CALLER: Well, I would think that unless the mother expressly left that out on purpose and said, “Well, I’m not worried about the reason he’s doing it. I’m just worried he’s gonna get hurt,” I wouldn’t assume that she didn’t think both things, that number one he shouldn’t doing it and secondly, “I don’t want to him to get hurt.” That’s her primary responsibility at the moment just to get him out of there.
CALLER: I just think there were a lot of assumptions made, and I’m a 27-year student of EIB U, university and a resident of Realville.
RUSH: Yeah? (chuckling)
CALLER: And here I am thinking about calling Rush and disagreeing with him.

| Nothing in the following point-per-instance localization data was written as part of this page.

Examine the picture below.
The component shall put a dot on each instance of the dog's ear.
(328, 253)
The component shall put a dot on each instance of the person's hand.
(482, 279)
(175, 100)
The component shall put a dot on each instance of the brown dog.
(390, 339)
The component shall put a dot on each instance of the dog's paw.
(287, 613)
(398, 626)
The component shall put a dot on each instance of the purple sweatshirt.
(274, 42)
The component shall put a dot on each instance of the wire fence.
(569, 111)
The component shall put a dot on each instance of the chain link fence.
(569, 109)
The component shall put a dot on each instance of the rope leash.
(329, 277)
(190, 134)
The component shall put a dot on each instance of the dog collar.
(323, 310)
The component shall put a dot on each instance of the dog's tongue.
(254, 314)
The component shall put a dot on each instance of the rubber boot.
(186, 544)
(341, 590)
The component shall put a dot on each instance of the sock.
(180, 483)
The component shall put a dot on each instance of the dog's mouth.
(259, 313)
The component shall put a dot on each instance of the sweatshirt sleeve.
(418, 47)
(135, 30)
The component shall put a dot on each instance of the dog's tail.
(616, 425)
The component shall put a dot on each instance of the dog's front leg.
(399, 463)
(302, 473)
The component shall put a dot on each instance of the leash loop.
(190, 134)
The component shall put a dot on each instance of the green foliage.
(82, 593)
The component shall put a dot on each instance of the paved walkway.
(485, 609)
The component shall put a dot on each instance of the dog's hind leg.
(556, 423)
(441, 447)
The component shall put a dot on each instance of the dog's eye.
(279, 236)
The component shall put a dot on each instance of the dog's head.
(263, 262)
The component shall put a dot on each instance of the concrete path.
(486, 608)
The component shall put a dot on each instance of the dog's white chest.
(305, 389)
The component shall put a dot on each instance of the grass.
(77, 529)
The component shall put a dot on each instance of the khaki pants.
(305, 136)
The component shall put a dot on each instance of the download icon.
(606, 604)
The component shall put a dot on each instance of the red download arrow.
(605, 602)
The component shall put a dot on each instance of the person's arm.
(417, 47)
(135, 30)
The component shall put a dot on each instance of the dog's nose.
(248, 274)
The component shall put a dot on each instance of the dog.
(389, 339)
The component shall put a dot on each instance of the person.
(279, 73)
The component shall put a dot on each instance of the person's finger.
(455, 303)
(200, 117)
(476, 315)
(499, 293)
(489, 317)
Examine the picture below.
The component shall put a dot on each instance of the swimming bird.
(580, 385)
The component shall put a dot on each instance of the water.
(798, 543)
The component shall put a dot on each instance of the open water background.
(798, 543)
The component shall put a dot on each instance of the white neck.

But when I heard you say that yesterday, you said, “That makes no sense,” or, “That’s nonsense,” and I looked up at the radio — as you’ve probably done before — and said, “Well, of course it made sense,” and grabbed the phone, and the first time I called it rang and someone answered, and I almost couldn’t believe it.
RUSH: Well, hang on. I gotta take a quick break here. I will come back and close it out with you. This is Dave in Indianapolis, and by the way, thanks for letting us call you back. ‘Cause I took his call yesterday and I misread the clock and didn’t have nearly the time left I thought we did.
RUSH: Okay. So, Dave, to wrap it up, where are you now on the whole thing with Toya Graham coming out and slapping her son and telling him to get off the protest march and the riot?
CALLER: Well, I think all we see is that picture. I didn’t look into her life. I didn’t see… I mean, when people were asking, “Where was the father?” I just assumed he was at work. It was only later on I found out that she was single. I didn’t really pry into it, so all I see is that moment. At that moment, yes, she did the right thing. That’s what I would have done; that’s what you would have done. I mean, my wife was well raised by her parents, and I know her mom might have even done worse. So it’s all good.
RUSH: Well, but, see, look —
CALLER: If it’s been going on in the past —
RUSH: But not every parent… She stands out because she’s the only parent to do it — that anybody saw, anyway. That’s why it stood out, and she was applauded. What does that tell you? Good sign. She’s applauded, until she spoke, “Aw, I just didn’t want him getting killed.” She didn’t comment on the protest itself. She has six kids, no husband, lives alone, no job, and I think…
Ah, I don’t remember well enough.
She witnessed a gunshot death in her family at some point in the recent past, so it was fresh on her mind. But she just didn’t want any harm to come to her son. Now, a lot of parents would have thought their kids were doing a valiant thing by going out there and protesting the cops, and would have encouraged them to do so. We don’t see this often: Parents, when they find out their kids are running out there, yanking ’em off the street and saying, “What the hell do you think you’re doing?”
We don’t see it.
That’s why it made news and stood out.